Fraud Detection Via Artificial Intelligence: How AI Gives Wings To Banking Sector?

In this modern world, our lives are increasingly depending and entirely revolving around technology. Among the various types of technologies available in the market, Artificial intelligence (AI) is one of the top-most technologies which came into existence. There are  wide range of AI applications that blows the mind of many people up to a huge extent. Artificial intelligence can play an essential role in fraud detection in the field of finance & banking industry.  

As most of the users now use banking online, therefore there is a rise in the risk of being duped by fraudsters than before. According to the latest estimation done by Artificial Intelligence Experts, cybercrime & financial frauds are costing the global economy around 600 billion dollars currently. Thus, Artificial Intelligence reaches the rescue. Nowadays, the AI Developers say approx. 26% of the venture funding increased for AI in the banking sector is for fraud applications. In this blog, we will explain the main techniques that AI banks may use to detect payment fraud, credit fraud, or onboard fraud.  

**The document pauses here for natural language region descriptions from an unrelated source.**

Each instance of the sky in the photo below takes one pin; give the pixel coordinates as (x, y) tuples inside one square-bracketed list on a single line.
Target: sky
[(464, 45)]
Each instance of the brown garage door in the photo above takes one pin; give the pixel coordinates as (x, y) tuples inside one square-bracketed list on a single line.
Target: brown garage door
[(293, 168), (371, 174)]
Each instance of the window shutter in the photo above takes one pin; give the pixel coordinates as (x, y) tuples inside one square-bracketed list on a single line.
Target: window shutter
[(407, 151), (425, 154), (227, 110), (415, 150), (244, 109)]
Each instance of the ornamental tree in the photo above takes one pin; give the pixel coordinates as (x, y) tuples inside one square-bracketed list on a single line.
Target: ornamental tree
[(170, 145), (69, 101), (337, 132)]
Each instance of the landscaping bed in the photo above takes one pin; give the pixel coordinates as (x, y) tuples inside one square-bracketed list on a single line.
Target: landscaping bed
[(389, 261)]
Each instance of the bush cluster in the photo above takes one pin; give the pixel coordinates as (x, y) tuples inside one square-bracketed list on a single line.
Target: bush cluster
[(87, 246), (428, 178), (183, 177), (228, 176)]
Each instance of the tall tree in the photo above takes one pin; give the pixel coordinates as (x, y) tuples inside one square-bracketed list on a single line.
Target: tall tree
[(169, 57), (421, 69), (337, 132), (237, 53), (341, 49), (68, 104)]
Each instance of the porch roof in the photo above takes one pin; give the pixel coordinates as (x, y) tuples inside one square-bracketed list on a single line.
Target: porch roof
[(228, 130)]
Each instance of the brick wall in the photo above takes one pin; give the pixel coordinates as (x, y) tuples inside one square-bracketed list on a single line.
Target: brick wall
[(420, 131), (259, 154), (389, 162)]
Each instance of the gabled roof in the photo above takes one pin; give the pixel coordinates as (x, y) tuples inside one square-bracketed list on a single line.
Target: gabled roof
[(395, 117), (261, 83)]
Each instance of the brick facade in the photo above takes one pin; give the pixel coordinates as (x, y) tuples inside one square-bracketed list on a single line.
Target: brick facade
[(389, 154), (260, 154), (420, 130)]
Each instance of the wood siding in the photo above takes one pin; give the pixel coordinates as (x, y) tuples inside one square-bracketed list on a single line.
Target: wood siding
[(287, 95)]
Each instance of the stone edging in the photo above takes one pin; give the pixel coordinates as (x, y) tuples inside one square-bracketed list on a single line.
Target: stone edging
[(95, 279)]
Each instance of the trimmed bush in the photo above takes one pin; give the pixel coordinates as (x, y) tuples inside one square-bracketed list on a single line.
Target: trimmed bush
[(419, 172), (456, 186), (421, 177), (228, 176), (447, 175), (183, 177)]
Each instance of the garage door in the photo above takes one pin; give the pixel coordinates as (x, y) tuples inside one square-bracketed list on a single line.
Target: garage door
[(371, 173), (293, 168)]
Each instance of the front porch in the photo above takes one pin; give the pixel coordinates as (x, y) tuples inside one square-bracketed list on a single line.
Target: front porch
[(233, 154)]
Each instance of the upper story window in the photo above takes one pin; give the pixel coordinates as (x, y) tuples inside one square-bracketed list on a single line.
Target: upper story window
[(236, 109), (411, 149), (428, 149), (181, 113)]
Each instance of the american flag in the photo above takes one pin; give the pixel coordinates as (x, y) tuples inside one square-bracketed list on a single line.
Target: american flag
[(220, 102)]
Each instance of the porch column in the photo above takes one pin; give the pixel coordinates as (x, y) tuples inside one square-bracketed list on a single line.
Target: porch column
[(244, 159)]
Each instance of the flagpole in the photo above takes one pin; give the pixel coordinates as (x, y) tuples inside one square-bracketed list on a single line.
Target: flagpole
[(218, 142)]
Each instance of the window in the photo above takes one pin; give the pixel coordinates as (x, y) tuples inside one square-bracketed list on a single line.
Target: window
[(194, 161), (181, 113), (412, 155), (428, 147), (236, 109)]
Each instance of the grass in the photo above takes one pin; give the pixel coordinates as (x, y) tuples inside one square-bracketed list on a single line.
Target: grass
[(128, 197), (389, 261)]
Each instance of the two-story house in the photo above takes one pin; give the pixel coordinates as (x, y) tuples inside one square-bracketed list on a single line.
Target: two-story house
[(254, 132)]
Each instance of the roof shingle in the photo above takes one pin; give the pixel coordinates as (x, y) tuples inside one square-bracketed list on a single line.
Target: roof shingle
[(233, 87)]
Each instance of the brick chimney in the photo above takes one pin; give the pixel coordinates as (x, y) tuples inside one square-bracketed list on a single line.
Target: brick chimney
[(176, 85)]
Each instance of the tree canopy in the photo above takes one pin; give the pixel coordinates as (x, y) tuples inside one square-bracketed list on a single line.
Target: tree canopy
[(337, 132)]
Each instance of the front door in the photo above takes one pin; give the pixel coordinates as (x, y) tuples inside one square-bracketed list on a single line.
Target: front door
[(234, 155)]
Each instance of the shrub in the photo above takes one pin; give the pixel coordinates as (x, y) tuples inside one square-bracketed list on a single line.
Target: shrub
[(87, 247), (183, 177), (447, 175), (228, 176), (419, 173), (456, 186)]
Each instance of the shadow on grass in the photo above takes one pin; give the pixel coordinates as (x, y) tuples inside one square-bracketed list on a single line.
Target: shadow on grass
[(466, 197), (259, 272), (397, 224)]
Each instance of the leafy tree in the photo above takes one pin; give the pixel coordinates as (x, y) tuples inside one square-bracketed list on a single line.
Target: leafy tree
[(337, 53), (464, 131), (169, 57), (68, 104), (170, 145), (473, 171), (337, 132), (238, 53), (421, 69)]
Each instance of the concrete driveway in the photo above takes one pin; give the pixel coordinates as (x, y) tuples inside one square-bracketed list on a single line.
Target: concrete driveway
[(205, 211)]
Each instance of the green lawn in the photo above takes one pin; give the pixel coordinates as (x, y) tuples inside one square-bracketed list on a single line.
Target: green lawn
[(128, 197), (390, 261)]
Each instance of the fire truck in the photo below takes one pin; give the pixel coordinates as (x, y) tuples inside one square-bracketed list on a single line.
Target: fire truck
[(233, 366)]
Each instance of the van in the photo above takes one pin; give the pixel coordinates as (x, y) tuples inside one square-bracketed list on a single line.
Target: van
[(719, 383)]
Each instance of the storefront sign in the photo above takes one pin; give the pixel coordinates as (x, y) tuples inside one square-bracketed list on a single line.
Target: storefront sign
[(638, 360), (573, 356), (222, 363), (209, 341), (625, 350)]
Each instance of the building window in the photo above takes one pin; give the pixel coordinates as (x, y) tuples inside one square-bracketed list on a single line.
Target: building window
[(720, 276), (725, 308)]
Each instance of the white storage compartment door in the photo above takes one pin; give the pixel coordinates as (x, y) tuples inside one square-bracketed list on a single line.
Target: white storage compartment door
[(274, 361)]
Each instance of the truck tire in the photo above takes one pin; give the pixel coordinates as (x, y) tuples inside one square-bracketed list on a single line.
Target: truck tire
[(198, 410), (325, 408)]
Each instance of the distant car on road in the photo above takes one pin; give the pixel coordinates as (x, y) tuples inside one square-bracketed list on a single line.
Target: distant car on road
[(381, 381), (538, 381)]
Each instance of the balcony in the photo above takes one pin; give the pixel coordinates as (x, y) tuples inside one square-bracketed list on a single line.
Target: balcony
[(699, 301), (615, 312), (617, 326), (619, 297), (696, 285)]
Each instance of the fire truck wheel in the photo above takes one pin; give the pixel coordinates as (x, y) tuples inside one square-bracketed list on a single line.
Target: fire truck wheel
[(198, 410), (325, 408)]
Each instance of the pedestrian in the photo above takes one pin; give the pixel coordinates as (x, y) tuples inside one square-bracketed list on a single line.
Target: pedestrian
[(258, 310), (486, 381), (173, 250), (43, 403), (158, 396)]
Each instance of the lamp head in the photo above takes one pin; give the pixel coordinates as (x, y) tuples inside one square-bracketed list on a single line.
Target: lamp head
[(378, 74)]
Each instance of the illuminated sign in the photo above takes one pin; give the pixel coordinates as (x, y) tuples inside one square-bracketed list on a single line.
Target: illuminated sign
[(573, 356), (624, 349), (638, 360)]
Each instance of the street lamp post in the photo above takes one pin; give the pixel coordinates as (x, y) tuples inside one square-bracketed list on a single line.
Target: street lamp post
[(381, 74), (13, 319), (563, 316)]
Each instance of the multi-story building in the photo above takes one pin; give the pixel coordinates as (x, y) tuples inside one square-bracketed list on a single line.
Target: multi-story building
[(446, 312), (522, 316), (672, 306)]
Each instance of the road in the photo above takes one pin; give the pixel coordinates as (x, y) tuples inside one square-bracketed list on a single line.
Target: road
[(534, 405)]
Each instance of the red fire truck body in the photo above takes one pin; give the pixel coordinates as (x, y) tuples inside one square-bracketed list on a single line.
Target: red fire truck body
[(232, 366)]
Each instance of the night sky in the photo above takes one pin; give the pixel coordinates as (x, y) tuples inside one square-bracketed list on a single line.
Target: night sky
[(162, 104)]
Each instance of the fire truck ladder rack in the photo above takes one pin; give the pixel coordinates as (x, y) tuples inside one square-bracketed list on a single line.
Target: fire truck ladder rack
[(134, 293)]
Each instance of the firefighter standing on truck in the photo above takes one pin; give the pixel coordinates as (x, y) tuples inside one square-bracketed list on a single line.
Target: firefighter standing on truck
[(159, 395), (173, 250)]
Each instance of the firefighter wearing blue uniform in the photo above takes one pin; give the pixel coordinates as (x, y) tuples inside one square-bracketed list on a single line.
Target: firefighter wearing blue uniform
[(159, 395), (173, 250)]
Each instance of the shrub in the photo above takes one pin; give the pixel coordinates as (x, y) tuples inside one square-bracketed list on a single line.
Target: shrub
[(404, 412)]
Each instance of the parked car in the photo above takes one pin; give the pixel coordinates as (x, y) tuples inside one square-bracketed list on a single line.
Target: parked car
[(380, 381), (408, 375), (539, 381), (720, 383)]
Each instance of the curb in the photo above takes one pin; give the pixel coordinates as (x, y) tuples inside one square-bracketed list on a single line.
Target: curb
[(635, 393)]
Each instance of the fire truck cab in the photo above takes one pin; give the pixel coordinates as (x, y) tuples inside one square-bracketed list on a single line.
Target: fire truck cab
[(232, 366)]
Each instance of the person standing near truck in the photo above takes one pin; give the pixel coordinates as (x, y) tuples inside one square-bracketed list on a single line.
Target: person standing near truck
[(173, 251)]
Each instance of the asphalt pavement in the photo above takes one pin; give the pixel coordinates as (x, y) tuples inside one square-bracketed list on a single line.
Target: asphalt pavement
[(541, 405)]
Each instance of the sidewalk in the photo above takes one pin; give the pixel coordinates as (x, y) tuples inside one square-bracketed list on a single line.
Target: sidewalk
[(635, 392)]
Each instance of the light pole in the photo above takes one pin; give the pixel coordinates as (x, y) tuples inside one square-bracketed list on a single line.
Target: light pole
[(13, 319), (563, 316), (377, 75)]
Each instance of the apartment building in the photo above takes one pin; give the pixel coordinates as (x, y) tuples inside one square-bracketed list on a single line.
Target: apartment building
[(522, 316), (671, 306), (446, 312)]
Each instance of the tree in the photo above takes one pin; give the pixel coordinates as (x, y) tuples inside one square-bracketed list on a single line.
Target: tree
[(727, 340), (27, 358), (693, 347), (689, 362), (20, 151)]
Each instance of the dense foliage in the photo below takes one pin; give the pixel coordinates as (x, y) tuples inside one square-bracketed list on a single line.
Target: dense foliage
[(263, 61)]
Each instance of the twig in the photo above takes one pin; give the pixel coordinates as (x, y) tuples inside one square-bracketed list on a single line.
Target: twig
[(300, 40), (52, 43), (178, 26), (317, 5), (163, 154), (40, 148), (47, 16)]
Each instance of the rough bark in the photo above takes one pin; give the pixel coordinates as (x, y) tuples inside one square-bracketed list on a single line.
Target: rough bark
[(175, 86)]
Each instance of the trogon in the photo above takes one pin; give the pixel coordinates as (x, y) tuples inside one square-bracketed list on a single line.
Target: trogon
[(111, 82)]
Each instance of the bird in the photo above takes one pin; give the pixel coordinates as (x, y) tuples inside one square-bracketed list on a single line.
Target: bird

Overview- Need for transformation 

In this modern era, most of the financial services sector is already on the verge of a significant transformation, wherein Artificial intelligence is the main driving force behind it. The improvised AI apps have already been identified in the areas that include credit scores, regulatory compliance, customer experience, as well as portfolio management. With the rapid technological advancements, all the tasks can now be conducted in a matter of seconds. Moreover, chatbots & customer-oriented AI projects are coming into the limelight.  

What is the importance of AI in Fraud Detection? 

There are many AI applications in various areas, wherein it also comes with significant influence in fraud detection. Now let us discuss the importance of Artificial intelligence in Fraud Detection. 

1. AI has incredible Efficiency 

You must be already aware that the average transaction volume managed by banks per second is regularly increasing. If a machine learning model has been built already, then these models can withstand a high number of real-time transactions. They are also efficient and quick to adapt & thus find the latest methods of fraud in a minimum possible time. 

2. It helps to lower ownership costs 

As cloud computing is now becoming more affordable, your expense of running ML fraud detection models may be kept low. It can be reduced by the volume of transactions. 

3. AI offers greater Adaptability 

There are many banks with offices in ample geographies. In this case, you may need to tackle various types of fraud in every region. 

4. Speedy and Efficient 

It has been observed that in the rules-based systems, people may create ad hoc rules in order to determine which types of orders need to be accepted or rejected. This process seems quite time-consuming & comprises manual interaction. But contrarily, it is essential to have a faster solution in order to detect fraud. Merchants  need quick results in seconds. Only Machine Learning (MI) techniques allow doing this.  

Get a clear idea about how AI helps to detect fraud

Primarily all banks generate a large amount of data on a daily basis. These types of data are basically used to train MI models that help flag a given transaction as fake or not. Fraud detection in MI comes under the category of anomaly detection. It basically involves taking all of the data & then creating a graph. But there can be few transactions out of a specified range. They are referred to as anomalies.  

Challenges faced by the AI 

Though Artificial Intelligence (AI) is radical, but still, it may also encounter some challenges.  

1. Insufficient Data 

It is also called the issue of the cold start. In case there will not be sufficient data, the accuracy of the models built by MI algorithms might change below. Most of the Smaller banks could have trouble in implementing such kinds of methods. 

2. Problem occurred due to lack of clarity 

Sometimes, the situation may arise that it becomes challenging to explain why certain transactions have been considered fraudulent. In some cases, reversing the engineering of such type of situations may become impossible.  

3. Confusion while choosing the correct algorithm 

It has been observed that the machine-learning algorithm might offer different levels of success for other banks. Therefore, knowing which algorithm to use may be difficult. It is always recommended to work with an established MI solution provider. 

Final Words: 

As criminal activities are on the rise,  therefore, the banks & financial sectors are making use of AI’s power to protect their companies from various types of frauds. Thus, they tend to enhance the customer experience with the help of AI. By applying AI to detect fraud basically enables the financial firms to deeply identify real transactions vs. fraudulent transactions in real-time along with a high level of accuracy. As old rule-based algorithms fade into the past, adoption of the new top-notch methods that are Machine Learning algorithms for fraud detection is the new safe. It will surely bring more excellent value to your businesses and thus provide a high level of satisfaction to your customers.

Liza Kosh is a senior content developer and blogger who loves to share her views on diverse topics. She is currently associated with Seasia Infotech, an artificial intelligence company. She holds great knowledge and experience in technical and creative writing.